Distributed training of multiple models on multiple nodes (CPU only)

Hi all,

I have been trying to figure out how to train a population of models on multiple nodes (which do not have GPUs, but that’s not the main point; I’m happy with training on CPUs). Ideally, I would like a single process per model running on a separate CPU. I can request hundreds or thousands of CPUs, and each model is fully contained, meaning that I don’t want to share any parameters from one model across nodes; rather, I want each model to train on its own CPU.

I have tried using a worker pool from torch.multiprocessing and passing models to the training function.
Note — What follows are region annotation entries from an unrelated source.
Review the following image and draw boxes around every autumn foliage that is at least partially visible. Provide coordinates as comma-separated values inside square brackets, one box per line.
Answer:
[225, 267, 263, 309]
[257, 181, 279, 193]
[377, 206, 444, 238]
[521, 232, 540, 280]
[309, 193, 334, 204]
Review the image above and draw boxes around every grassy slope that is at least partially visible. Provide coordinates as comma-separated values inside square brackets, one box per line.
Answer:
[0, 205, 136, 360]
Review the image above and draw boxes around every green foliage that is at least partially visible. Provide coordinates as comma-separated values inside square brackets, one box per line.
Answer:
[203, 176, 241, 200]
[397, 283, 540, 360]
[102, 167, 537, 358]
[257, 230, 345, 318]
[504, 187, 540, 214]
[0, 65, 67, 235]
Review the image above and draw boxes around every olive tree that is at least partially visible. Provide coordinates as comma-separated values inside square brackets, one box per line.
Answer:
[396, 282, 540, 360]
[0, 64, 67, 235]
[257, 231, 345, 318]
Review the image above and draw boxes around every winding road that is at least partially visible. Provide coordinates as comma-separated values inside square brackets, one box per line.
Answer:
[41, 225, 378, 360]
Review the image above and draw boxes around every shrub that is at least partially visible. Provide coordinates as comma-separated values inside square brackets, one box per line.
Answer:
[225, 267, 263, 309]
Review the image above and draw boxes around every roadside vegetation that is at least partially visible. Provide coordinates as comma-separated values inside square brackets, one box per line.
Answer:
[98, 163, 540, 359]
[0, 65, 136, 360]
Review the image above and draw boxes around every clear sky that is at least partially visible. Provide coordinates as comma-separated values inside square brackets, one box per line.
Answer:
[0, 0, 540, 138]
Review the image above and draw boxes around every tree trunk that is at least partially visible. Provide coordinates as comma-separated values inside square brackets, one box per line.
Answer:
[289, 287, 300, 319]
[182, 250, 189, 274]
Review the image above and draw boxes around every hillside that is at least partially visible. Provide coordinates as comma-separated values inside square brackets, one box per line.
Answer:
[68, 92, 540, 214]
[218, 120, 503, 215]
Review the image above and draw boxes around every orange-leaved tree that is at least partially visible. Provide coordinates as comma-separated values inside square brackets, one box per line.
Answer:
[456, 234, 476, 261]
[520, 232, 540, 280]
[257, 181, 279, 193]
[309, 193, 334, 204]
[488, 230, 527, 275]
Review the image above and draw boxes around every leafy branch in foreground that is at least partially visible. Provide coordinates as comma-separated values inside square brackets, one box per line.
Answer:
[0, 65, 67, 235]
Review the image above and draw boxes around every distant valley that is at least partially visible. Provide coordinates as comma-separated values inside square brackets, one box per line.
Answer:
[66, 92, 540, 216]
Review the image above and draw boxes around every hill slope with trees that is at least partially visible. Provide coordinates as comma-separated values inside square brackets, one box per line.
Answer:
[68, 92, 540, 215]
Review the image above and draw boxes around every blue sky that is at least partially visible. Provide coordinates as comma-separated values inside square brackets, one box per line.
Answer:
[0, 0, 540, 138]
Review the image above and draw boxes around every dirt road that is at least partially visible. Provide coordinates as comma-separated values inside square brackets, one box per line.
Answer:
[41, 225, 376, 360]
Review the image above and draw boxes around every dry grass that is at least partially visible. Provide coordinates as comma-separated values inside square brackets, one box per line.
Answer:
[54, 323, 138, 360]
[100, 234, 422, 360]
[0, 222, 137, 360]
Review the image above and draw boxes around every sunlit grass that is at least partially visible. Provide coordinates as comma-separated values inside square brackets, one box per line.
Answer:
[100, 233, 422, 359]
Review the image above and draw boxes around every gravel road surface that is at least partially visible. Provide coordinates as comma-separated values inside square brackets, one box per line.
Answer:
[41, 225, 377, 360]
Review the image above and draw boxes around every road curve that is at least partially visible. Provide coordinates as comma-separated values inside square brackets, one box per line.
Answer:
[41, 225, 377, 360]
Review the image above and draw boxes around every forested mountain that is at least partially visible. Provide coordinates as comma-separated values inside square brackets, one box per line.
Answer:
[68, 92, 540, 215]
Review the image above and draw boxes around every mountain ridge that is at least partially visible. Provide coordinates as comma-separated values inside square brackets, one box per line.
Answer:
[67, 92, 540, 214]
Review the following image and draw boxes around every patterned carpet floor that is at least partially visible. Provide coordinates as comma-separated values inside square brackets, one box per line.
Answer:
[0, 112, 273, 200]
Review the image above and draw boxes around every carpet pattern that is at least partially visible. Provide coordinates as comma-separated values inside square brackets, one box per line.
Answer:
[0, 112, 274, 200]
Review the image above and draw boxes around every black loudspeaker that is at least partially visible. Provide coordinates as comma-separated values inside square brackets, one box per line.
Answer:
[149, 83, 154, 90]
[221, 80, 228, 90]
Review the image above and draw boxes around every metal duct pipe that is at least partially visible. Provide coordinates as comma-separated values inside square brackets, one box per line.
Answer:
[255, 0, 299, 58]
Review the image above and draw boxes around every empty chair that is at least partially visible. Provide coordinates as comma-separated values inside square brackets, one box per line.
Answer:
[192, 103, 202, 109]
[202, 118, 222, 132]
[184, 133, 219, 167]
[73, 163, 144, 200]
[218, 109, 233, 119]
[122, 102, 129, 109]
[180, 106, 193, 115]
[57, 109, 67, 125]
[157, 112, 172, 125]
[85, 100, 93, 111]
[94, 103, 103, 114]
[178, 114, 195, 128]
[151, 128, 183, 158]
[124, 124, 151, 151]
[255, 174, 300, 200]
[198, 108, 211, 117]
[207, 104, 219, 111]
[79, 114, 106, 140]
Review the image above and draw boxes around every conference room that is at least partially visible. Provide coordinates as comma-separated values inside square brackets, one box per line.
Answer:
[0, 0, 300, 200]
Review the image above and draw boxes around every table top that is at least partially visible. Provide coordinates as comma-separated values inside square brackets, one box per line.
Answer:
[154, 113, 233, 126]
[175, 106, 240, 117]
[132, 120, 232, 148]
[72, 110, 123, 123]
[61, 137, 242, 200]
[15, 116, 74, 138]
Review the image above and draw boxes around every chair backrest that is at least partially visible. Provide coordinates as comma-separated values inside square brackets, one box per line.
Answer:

I train each model for one epoch, then I perform some processing in the main process and then I map them again to the worker pool to train them for another epoch, and so on. That works fine if I run the models on a single machine, but it doesn’t scale up to a multi-node scenario because torch.multiprocessing is not aware of the additional nodes (I requested 256 CPUs on the cluster, which translates to 8 nodes with 16 CPUs each, but 7 of those remained idle).

As far as I can tell, all examples I found (for example, using torch.distributed here) assume that you have a single large model and you want to spread the training of one model across multiple workers. This is not my case - my models are small and I’d like to train them in parallel but independently of each other. They are, however, being trained on the same task using the same data, in case that’s relevant.

Any help would be appreciated! Apologies if I’m missing something obvious.

2 Likes

IIUC, DistributedDataParallel does not fit in this use case because you have a population of independent models to train on the same set of data instead one big model on different splits of input data. It looks like the experimental torch.distributed.rpc might be helpful here, it would at least help you take care of the communication. But you would still need to write code to dispatch models to the workers in the pool.